米大リーグの異色投手、化石燃料企業のW杯協賛に抗議した理由
ハーバード大で環境科学を学んだブレント・スーター投手が語る、気候変動問題への思い
Quick Look
米大リーグのエンゼルスで中継ぎとして活躍し、ハーバード大で環境科学を学んだブレント・スーター投手が6月、化石燃料企業がサッカーW杯北中米大会に協賛していることに抗議する声明を出した背景や理由を語った。
AI-generated summary
Why It Matters
ブレント・スーター投手はハーバード大で環境科学を学んだ経歴を持ち、6月に環境団体主催の抗議に賛同を表明した。
米大リーグでプレーするブレント・スーター投手は6月、温暖化の原因となる化石燃料を生産・販売する企業がサッカーワールドカップ(W杯)北中米大会に協賛していることに抗議する声明を出しました。米ハーバード大で環境科学を学んだ後に大リーグ入りした異色の経歴の持ち主。現役の中継ぎ投手として活躍する今、なぜ別のスポーツの大会にもかかわらず声を上げたのかを聞きました。
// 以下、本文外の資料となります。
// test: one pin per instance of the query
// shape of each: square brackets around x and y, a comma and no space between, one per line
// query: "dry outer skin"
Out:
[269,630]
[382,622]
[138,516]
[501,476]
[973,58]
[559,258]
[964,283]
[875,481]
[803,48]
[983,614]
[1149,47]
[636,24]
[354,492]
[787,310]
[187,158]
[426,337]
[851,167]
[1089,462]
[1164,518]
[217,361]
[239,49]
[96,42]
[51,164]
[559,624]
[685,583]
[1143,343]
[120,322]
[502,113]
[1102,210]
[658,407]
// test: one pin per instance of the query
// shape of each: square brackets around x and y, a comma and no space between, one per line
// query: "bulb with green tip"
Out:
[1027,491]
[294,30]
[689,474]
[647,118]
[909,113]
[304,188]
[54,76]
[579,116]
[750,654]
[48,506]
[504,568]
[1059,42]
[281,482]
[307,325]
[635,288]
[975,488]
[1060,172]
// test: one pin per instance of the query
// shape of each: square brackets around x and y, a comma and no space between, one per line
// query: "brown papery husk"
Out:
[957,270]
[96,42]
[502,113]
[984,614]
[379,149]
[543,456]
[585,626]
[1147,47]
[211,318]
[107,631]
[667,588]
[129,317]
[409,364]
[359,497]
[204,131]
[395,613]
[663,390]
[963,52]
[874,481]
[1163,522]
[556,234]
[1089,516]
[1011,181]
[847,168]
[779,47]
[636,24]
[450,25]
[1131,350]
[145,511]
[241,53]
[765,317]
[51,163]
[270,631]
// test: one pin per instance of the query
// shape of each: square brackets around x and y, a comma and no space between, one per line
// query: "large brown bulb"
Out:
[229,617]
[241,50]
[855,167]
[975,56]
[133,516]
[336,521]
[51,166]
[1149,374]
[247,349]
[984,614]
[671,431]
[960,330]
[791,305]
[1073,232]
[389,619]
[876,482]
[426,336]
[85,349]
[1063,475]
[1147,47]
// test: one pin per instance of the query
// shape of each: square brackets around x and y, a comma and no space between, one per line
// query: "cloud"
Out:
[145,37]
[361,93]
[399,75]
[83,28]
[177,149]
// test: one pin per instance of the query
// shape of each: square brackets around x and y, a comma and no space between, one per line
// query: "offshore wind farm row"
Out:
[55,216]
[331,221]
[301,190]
――「私たちは、よりクリーンな方法で社会を動かす方法を見つける必要があり、私はその解決策の一端を担おうと考える企業を支援したい」として、環境団体主催の抗議に賛同を表明しましたね。なぜでしょうか。
今、自分の選手としてのキャリアも、気候変動問題に対する取り組みも、ある程度の長さになり、この問題について声を上げるべき時期だと思うようになりました。化石燃料企業とのスポンサー契約よりも、クリーンな企業の方がどれだけ好ましいか、どうしても語らないといけないと思いました。
――ハーバード大で環境科学を学んで、どのように気候変動問題に取り組んできたのですか。
気候変動問題については、2006年のドキュメンタリー映画「不都合な真実」を見て以来、ずっと心にとどめてきました。大学時代や大リーグでのキャリアを通じて学び続け、(乗り物での)移動回数をまとめて無駄を減らしたり、環境にやさしい食事を心がけたり、これまで住んだ2軒の家には太陽光発電を導入したり、電気自動車に乗ったりもしてきました。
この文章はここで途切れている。